When there is no evidence that the publishers were the assignees or acted as the agents of the author for the purpose of taking out copyright, the copyright entry of a magazine will not validate the copyright entry subsequently made under a different title by the author of a portion of the contents of the magazine.


Lone Wolf v. Hitchcock (1903)

Author: Edward Douglass White

Topic: Powers of Congress

Plenary authority over the tribal relations of the Indians has been exercised by Congress from the beginning, and the power has always been deemed a political one, not subject to be controlled by the judicial department of the government.


U.S. v. Wong Kim Ark (1898)

Author: Horace Gray

Topic: Immigration & National Security

The Fourteenth Amendment affirms the rule of citizenship by birth within the territory, in the allegiance, and under the protection of the U.S., including most children born here to resident foreign nationals.


Westinghouse v. Boyden Power Brake Co. (1898)

Author: Henry Billings Brown

Topic: Patents

Even if the patentee brings the defendant within the letter of their claims, infringement should not be found if the defendant has so far changed the principle of the device that the claims of the patent, literally construed, have ceased to represent their actual invention.


Allgeyer v. Louisiana (1897)

Author: Rufus Wheeler Peckham

Topic: Due Process

In the privilege of pursuing an ordinary calling or trade, and of acquiring, holding, and selling property, must be embraced the right to make all proper contracts in relation to it.


Chicago, Burlington & Quincy Railroad Co. v. Chicago (1897)
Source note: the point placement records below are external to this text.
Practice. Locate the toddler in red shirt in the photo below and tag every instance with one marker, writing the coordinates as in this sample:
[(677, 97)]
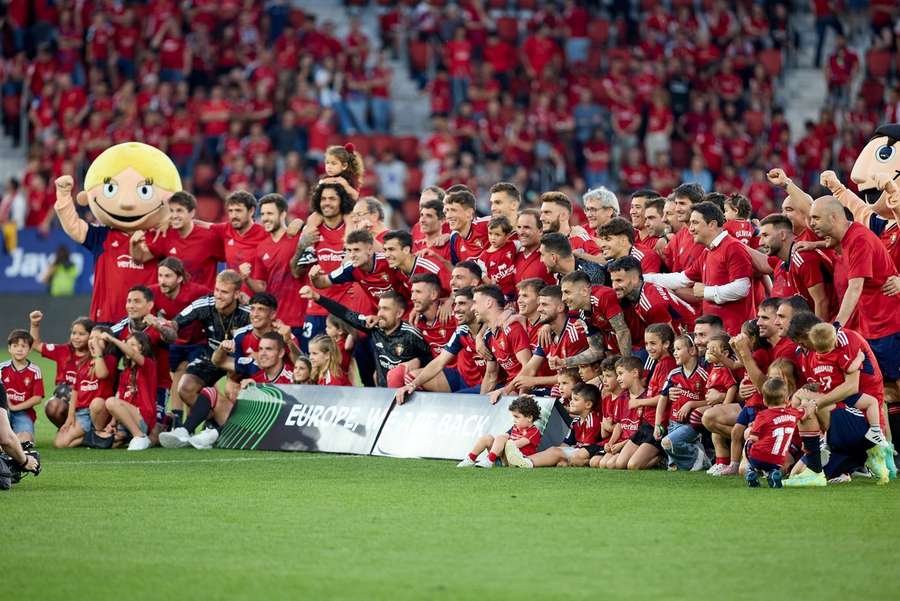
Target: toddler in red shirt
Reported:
[(515, 444)]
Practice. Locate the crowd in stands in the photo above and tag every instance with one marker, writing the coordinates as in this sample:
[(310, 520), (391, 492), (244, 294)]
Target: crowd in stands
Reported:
[(683, 321)]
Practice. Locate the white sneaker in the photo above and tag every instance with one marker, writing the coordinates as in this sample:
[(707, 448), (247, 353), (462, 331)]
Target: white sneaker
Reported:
[(701, 462), (514, 456), (176, 439), (139, 443), (204, 440)]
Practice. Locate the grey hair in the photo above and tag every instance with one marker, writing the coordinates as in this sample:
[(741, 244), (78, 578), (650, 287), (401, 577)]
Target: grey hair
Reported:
[(606, 197)]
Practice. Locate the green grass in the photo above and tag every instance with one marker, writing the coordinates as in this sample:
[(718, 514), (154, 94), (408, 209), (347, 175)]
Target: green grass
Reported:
[(250, 525)]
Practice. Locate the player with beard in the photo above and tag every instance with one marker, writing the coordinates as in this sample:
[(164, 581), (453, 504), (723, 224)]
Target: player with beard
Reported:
[(322, 243), (438, 376), (139, 308), (271, 268), (200, 249), (809, 273), (391, 340), (173, 292), (528, 258)]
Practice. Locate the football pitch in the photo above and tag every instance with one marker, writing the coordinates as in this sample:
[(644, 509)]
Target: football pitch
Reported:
[(165, 524)]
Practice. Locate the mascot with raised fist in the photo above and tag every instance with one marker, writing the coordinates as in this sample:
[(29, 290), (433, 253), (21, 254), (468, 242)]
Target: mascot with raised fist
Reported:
[(127, 189)]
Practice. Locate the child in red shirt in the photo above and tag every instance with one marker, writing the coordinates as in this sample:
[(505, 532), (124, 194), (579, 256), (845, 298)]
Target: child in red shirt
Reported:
[(769, 436), (325, 360), (515, 444), (498, 261), (134, 406)]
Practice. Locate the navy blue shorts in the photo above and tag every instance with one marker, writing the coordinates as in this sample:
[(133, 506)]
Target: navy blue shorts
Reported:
[(183, 353), (847, 431), (454, 379), (313, 325), (746, 416), (887, 353)]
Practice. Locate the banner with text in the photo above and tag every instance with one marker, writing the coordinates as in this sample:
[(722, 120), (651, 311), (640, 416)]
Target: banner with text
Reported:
[(445, 426), (327, 419), (23, 267)]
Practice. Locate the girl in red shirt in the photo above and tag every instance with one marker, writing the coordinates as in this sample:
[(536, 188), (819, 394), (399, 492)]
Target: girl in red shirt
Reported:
[(134, 405), (325, 359)]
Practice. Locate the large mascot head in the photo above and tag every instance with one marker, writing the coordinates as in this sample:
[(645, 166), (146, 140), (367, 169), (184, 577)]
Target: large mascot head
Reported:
[(128, 186), (880, 155)]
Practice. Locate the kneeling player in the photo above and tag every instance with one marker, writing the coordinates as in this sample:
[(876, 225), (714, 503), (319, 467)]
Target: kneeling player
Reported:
[(584, 434)]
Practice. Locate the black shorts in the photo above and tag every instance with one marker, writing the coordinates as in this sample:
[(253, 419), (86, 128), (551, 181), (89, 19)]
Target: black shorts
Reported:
[(644, 435), (202, 368)]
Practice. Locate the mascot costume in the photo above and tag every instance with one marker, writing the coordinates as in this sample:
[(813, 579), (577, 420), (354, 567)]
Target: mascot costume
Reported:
[(127, 189)]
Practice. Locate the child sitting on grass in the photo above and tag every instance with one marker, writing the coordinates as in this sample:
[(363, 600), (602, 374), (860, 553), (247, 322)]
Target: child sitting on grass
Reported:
[(584, 434), (769, 436), (519, 441)]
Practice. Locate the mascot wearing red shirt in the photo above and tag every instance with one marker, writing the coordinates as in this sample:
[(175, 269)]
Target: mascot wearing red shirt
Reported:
[(127, 189)]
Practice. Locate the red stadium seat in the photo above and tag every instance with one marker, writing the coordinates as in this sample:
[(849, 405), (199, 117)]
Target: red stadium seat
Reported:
[(598, 32), (209, 208), (508, 29), (382, 143), (771, 60), (408, 149), (419, 55), (878, 63)]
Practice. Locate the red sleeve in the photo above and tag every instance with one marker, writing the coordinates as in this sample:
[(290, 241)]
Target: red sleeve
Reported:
[(259, 271), (739, 265), (859, 259)]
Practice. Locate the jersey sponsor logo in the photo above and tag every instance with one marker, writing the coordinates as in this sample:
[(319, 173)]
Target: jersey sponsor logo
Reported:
[(126, 262)]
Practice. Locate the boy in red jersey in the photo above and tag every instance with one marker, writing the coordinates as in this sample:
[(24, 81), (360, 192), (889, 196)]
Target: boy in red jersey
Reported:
[(582, 442), (200, 249), (520, 441), (24, 385), (499, 259), (769, 436)]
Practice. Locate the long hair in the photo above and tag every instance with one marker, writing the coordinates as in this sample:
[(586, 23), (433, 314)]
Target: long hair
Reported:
[(348, 155), (333, 365)]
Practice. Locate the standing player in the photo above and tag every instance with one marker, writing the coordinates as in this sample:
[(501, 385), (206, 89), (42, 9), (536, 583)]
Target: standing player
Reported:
[(200, 249), (323, 245), (271, 269)]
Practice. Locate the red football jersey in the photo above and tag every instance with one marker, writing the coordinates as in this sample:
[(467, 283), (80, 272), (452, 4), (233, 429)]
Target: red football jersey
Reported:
[(272, 265), (504, 344), (692, 385), (657, 373), (585, 431), (22, 384), (864, 256), (89, 387), (239, 248), (499, 265), (774, 427), (529, 265), (200, 251), (141, 392), (830, 369), (115, 272), (468, 362), (67, 362), (532, 434), (462, 249), (725, 263)]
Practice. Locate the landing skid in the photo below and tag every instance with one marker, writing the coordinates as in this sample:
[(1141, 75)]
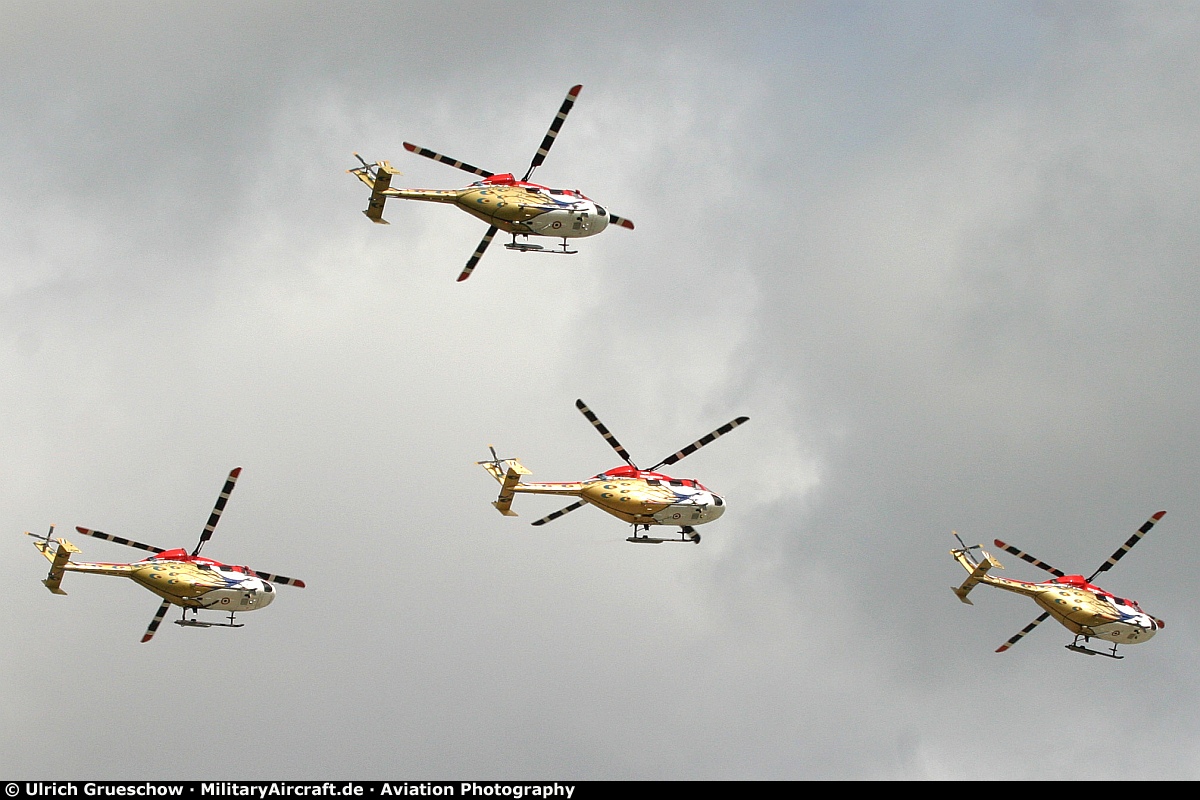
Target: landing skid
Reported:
[(529, 247), (198, 623), (1075, 647), (687, 534)]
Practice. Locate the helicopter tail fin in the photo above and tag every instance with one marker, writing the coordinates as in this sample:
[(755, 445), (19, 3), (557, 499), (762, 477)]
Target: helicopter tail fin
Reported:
[(378, 179), (508, 471), (58, 557), (977, 570)]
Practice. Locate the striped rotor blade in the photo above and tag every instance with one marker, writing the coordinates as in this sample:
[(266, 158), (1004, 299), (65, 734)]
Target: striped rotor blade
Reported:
[(156, 621), (604, 432), (700, 443), (551, 517), (444, 160), (1025, 557), (215, 517), (1023, 632), (119, 540), (1128, 546), (555, 127), (478, 254), (280, 578)]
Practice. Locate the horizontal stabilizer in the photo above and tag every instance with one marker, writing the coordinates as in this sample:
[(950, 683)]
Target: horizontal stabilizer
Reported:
[(977, 573), (378, 178), (58, 558)]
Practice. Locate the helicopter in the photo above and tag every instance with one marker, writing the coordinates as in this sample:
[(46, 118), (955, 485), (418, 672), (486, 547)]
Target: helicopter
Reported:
[(504, 203), (180, 578), (640, 497), (1083, 608)]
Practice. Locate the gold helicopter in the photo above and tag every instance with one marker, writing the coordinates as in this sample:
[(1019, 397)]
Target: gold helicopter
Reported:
[(504, 203)]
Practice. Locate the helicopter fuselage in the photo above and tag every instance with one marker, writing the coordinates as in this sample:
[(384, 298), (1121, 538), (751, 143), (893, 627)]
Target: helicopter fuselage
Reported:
[(190, 581), (520, 206), (641, 497), (1081, 607)]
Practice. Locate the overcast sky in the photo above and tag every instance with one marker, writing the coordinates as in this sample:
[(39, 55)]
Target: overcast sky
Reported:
[(942, 254)]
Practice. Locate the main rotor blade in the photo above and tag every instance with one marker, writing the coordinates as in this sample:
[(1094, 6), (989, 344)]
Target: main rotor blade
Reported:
[(119, 540), (700, 443), (552, 133), (1026, 557), (551, 517), (156, 621), (1023, 632), (215, 517), (444, 160), (604, 432), (1125, 548), (479, 253), (280, 578)]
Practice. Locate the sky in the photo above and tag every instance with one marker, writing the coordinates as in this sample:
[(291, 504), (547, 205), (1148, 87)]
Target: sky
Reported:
[(943, 256)]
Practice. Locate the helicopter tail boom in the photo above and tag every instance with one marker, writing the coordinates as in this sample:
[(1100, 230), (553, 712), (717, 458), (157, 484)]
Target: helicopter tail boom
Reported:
[(977, 570)]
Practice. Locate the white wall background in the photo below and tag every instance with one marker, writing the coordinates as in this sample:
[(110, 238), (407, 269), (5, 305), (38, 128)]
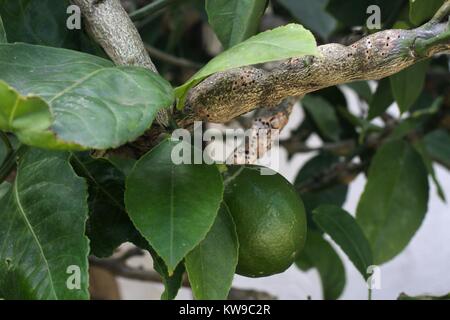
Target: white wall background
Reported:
[(422, 268)]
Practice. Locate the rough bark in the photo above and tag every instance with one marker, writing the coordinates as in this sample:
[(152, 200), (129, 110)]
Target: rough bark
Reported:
[(226, 95), (229, 94), (109, 24)]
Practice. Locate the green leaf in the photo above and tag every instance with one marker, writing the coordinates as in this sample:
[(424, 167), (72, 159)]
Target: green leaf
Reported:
[(312, 14), (3, 38), (345, 231), (280, 43), (234, 21), (422, 150), (92, 104), (3, 152), (422, 10), (28, 117), (381, 100), (42, 231), (394, 202), (408, 84), (173, 206), (4, 188), (324, 116), (172, 283), (318, 253), (109, 225), (212, 264), (334, 194), (438, 146)]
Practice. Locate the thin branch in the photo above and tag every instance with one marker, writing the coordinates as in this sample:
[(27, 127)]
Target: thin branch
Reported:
[(109, 24), (150, 8), (119, 267), (442, 13), (168, 58)]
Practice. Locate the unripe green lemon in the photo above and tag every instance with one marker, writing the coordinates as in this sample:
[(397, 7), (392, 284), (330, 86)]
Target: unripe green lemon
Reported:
[(270, 221)]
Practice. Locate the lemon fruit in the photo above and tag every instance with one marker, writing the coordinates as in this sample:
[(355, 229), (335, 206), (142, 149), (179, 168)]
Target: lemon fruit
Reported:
[(270, 221)]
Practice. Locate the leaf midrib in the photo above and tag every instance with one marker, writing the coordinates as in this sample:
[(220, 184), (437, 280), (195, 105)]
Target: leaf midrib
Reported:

Author: John Marshall Harlan

Topic: Property Rights & Land Use; Due Process

A judgment of a state court, even if authorized by statute, whereby private property is taken for public use without compensation made or secured to the owner, is wanting in the due process of law required by the Fourteenth Amendment.


Plessy v. Ferguson (1896)

Author: Henry Billings Brown

Topic: Equal Protection

A law that authorizes or even requires the separation of the two races in public conveyances is not unreasonable. (This decision essentially applied rational basis review to what would now be considered a suspect classification and was overturned by Brown v. Board of Education.)


Wong Wing v. U.S. (1896)

Author: George Shiras, Jr.

Topic: Immigration & National Security

All persons within the territory of the U.S. are entitled to the protections of the Fifth and Sixth Amendments. Foreign nationals cannot be deprived of life, liberty, or property without due process of law, nor may they be held to answer for a “capital or other infamous crime” unless on a presentment or indictment of a grand jury.


Fong Yue Ting v. U.S. (1893)

Author: Horace Gray

Topic: Immigration & National Security

An order of deportation is not a punishment for a crime, and this does not deprive a foreign national of life, liberty, or property without due process of law. Deciding whether foreign nationals may be permitted to stay in the U.S. falls within the authority of the political departments of the government, and courts cannot express opinions on the wisdom, policy, or justice of measures enacted by Congress in this area.


Nishimura Ekiu v. U.S. (1892)

Author: Horace Gray

Topic: Immigration & National Security

It is not within the province of the judiciary to order that foreigners who have never been naturalized, nor acquired any domicile or residence within the U.S., nor even been admitted into the U.S. pursuant to law, shall be permitted to enter in opposition to the constitutional and lawful measures of the legislative and executive branches of the national government.


Chae Chan Ping v. U.S. (1889)

Author: Stephen Johnson Field

Topic: Immigration & National Security

The power of Congress to exclude foreign nationals from the U.S. is an incident of sovereignty that cannot be surrendered by the treaty-making power.